I don’t fuck around when it comes to my jewelry collection. I’ll let any of you borrow my clothes whenever you want but no one is touching my necklaces. Rarely do I leave the house without my 3 earrings and a cuff in each ear, a watch on my left wrist, a bracelet on my right, 3 rings on each hand, and one of my beloved charm necklaces. The only time I start to consider breaking this routine is when I'm walking around in the heat and my fingers are the size of sausages, my rings more like tourniquets than anything.
Do you want to go to this with me?
I had sent Allie an invite to a pop-up held at one of my favorite places to shop, The Stockist, a few days before and almost forgot about it when Tuesday rolled around. My day had been dominated by hours of Zoom meetings and a 5 mile run— I was very much looking forward to getting dressed. We stayed for maybe 5 minutes before deciding to get a glass of wine, which is how all great weeknight drinking episodes begin. I felt chic in my little kitten heels, which made me question why I never wear heels with everyday outfits? Probably because I kept getting stuck in the grass when my heel would wedge into the earth.
I am still new to the city and am trying to find an adequate replacement for The Monkey Pub, which I suspect may be impossible but I’m not one to give up easily. I wrote about socialite summer last week but I forgot to include the very real reality that putting yourself out there is great but you may also say yes to things that aren’t fun, or introduce people who don’t like each other, or invite someone to something that flops. It’s all part of the process.

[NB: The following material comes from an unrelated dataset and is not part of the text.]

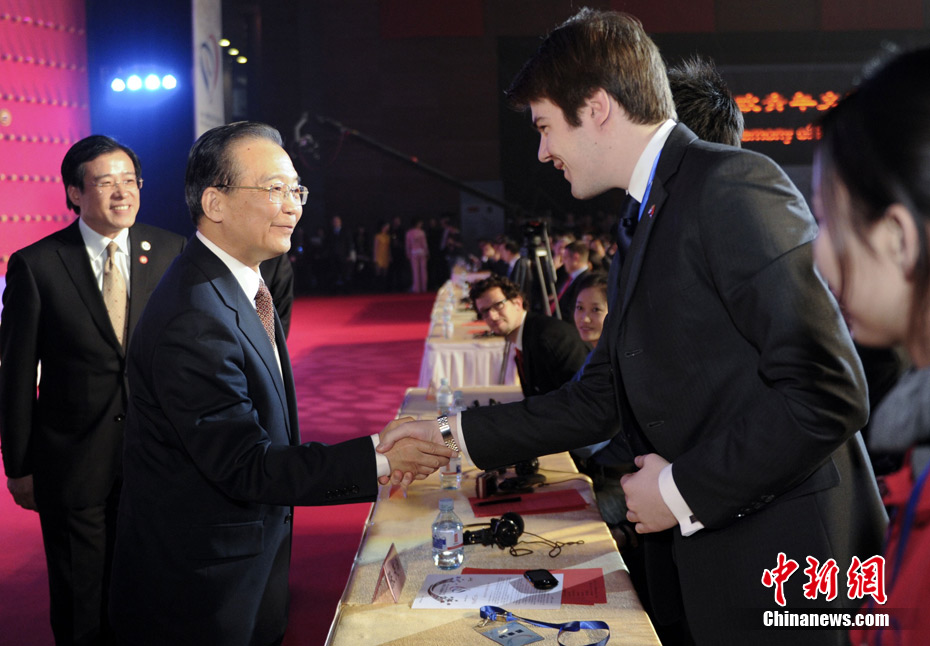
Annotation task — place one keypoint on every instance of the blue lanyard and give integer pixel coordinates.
(652, 176)
(490, 613)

I was running late to work the morning I took this. It was already 8:15am by the time I left and even though my commute is a good 35 minutes, I gaslit myself into thinking I could just slip into my desk at 8:30am like I had planned. I did not make it. I did however make myself a steaming mug of office coffee (3 french vanilla creamers because I am a sugar fiend) despite the oh-shit-I’m-late sweat dripping down my spine. The rest of the day was uneventful, the universe’s way of giving me a break, and the only notable moment was when a coworker told me that I looked like I was going to a concert. I still have not decided if that was a compliment or insult, though who can know?

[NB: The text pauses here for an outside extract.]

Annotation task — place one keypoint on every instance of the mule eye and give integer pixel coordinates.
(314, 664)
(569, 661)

The age of me being nervous about what people will think of what I’m wearing has long since passed. I’d be the first to admit that I did not grow up as someone who was always into clothes. In fact, I often felt a little left out of the club when I saw girls complimenting each other on their outfits and hair and makeup. If I knew what changed, I would write a whole essay on it. All I know is that I try not to concern myself with being fashionable and instead try and lean into what excites me, what makes me feel like a new character, what brings out certain aspects of my personality. The rest is just fluff.
I, like most people on Substack, read The New York Time’s article on How To Party (well, up until the paywall). From what I gather, people seem to be annoyed at the advice given, especially the sentiment that a host should not expect their guests to take off their shoes. I don’t care either way, and don’t know that I have any good advice for partying except these two rules:
Always have an exit plan (i.e make sure your phone is charged so you can order an emergency Uber, bring a friend with you, rehearse a mysterious “early morning” you need to leave at 9pm for). I am a introvert first, extrovert second.

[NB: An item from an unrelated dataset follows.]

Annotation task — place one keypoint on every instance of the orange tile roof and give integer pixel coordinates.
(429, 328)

Wear something you can comfortably sit, stand, and run in. You will occasionally think a certain night will be the night you can get away with wearing the shoes that make your ankles bleed. It will not be that night.
Though I wore this outfit to a coffee shop to work and not to a party, I had forgotten that these pants are so low rise they border on obscene. Consequently, I spent the entire afternoon self consciously touching my lower back to make sure my pants hadn’t ridden too low. I broke my own rule #2.
One of the things I love about clothing is how when you wear a color you don’t often sport, it feels like Everyone Is Looking At You And Noticing You Never Wear Green. No one cared! And I felt all of the joy that comes with getting out of my comfort zone in the safest way possible: wearing two shades of green and low rise pants.
Every summer I get heat stroke at least once, usually in June and usually at the worst time possible. Once it happened to me while I was riding a moped and I fell straight forward, which also happens to be how you accelerate. I think someone caught me, or I slammed into a car (don’t remember), but I escaped relatively unscathed. This year I got a mild case of it 3 hours before an engagement party that I was helping host. I passed out at 3pm, woke up at 5pm and somehow made myself presentable in 20 minutes. My bad luck extended to the first few hi how are you’s of the night because my heel got stuck in between rocks and I fell into the bride-to-be’s arms but at least I had a cute dress on! I want to be buried in this dress.
If I had another piece of advice to give to the New York Times it would be this: always wear something you can dance in. Dancing at events can be awkward but it’s somehow more awkward, for me, when I don’t dance because I’m scared my clothes will fall off. This is especially true at anything wedding related when the only music that gets played is 80’s rock which is coincidentally the only music I listen to.
I wore this today while I sat in work meetings and drank 50 oz of water and doodled in my journal during sprint planning (agile development reference). I was not planning on leaving the house and had no one to witness my outfit but that is exactly how I know that my love affair is just between my closet and me: I like to dress up for myself. It’s not unlike pouring yourself a glass of wine just because, or taking a bubble bath, or buying yourself expensive chocolate. Having the luxury of putting together outfits that make you happy is just that— a luxury. And I am forever indulgent. The way I dress changed when I started loving myself more, or maybe I started loving myself more when I changed the way I took care of my own desires.
Anyway. I just noticed that my socks are two different lengths on my ankles in this picture and although I’m embarrassed about it, I trust you won’t judge me.
This is one of those outfits that came to me in the middle of the night. I had been avoiding eye contact with this skirt for months now, afraid it would make me look too I’m-From-Portland. Call it fate or divine intervention, but I shot up in bed on Wednesday night and on Thursday morning, I finally unfolded the mass of yellow and orange fabric from my shelf.
My post-work plans just so happened to be a crossover episode I had orchestrated (jazz night at the record shop!) and I spent the evening flouncing around in my new favorite outfit, eating far too many sour gummies on the patio, soft jazz providing quite the soundtrack. My friends got along with each other, much to my delight but not surprise, and I took it as a sign that maybe there is a higher power out there who finds the joy in the little things like a well planned outfit and a perfect setting for new friendships.
Thank you for hanging out with me while I talk your ear off about the clothes I’ve been wearing. I hope that wherever you are you’re not taking yourself too seriously and are enjoying the first day of July and have indulged in whatever it is that makes you feel loved. I am currently on an evening walk in my new lilac sweater and blue sneakers and feeling very grateful for those of you reading this.
xoxo,
Evie
i'll have you know the different-length ankle socks charmed me deeply. the unintended nonchalance of it all (brilliant piece i adore the fit mood boards)
This was so soothing to read! It’s refreshing to view the life of another girlie in tech 😝 the “sprint planning” reference made me feel seen haha. I also love to dress up even though I work fully remote, and there’s just something about the confidence and excitement it brings to the day!